Bild links: Inside Other Spaces; Installationsansichten 5, 2023, Agostino Osio


Mit dem Satz Werden Sie zur Katze endet die Anleitung zum Besuch der Ausstellung im Haus der Kunst. Damit ist viel gesagt zu den Erfahrungen, die der Besucher als Hauptakteur der Kunst selbst bestimmt. Es geht um Haptik, um Sehen und Spüren, um Licht und Dunkel, um Akustik und um Unerwartetes. Zwölf Schlüsselwerke internationaler Künstlerinnen aus drei Generationen wurden maßstabsgetreu rekonstruiert, und werden zu Neuinszenierungen von Environments – ein Begriff den Lucio Fontana bereits 1949 für jene Kunst prägte, die den Betrachter aktiv einbezieht. Erstmals im Rahmen der 34. Biennale von Venedig gezeigt, verblüffen die Kunstwerke durch ihre Vielseitigkeit, ihre unterschiedliche Definition des Begriffs Raum. Es sind Räume, die isoliert von der Umgebung unterschiedliche Verhaltensweisen erfordern – Bewegung, Innehalten und Spüren, auf Samtpfoten und ohne Schuhe wie eine Katze unterwegs sein… Mit der Ausstellung verfolgen die Kuratoren das Ziel, eine in Vergessenheit geratene Kunstform und die weibliche Seite der Kunstgeschichte in den Fokus zu rücken, ihr den Stellenwert zu geben, der den Künstlerinnen weitgehend verwehrt blieb. Die oben erwähnte Anleitung verstehen die beiden Kuratoren Andrea Lissoni und Marina Pugliese als ein Instrument das die Besucher auf die Stimmung der Ausstellung vorbereitet, sie auffordert mit dem Körper zu denken.

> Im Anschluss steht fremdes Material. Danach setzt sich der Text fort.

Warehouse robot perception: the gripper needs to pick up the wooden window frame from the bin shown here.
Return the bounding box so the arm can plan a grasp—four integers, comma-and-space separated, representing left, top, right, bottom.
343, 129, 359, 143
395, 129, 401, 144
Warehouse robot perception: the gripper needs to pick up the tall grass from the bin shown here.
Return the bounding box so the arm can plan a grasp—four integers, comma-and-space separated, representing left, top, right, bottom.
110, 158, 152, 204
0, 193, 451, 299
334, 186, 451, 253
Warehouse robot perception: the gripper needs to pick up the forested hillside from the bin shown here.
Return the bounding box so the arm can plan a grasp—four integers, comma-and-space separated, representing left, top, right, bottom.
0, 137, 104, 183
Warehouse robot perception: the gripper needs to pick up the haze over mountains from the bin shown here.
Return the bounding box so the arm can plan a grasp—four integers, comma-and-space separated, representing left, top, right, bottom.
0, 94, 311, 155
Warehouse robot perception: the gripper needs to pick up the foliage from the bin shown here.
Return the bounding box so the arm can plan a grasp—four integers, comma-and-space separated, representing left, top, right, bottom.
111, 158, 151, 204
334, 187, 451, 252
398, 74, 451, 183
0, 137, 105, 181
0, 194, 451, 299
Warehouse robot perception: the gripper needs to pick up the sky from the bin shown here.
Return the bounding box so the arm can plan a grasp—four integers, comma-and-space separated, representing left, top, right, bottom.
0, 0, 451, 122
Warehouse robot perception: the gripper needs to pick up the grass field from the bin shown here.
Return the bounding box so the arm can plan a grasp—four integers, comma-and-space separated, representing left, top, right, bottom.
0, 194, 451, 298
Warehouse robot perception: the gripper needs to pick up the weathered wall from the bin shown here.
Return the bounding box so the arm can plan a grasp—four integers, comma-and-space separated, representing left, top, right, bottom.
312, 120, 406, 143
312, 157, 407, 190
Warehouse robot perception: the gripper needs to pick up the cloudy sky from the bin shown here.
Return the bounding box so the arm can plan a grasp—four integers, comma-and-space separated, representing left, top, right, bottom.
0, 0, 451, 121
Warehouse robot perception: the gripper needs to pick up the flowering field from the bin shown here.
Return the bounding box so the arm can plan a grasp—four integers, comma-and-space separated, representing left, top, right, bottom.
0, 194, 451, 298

Bild rechts: Inside Other Spaces; Installationsansichten 16, 2023, Agostino Osio

Ein wunderbarer Ansatz, der zu bestimmten Zeiten leider unmöglich wird. Kunst für Alle, ja, aber wenn der Kunstparcours zum Spielplatz für die Kinder kunstbeflissener Eltern wird, ist inmitten tobender Kinder ein Spüren dieser Stimmung aussichtslos. Der Besuch lohnt sich, aber wählen Sie keinen Ferientag, kein Wochenende und am besten den Vormittag. Ansonsten lässt sich allenfalls erahnen, wie die Künstlerinnen und die beiden Kuratoren sich die Wirkung der Werke auf den Besucher vorgestellt haben.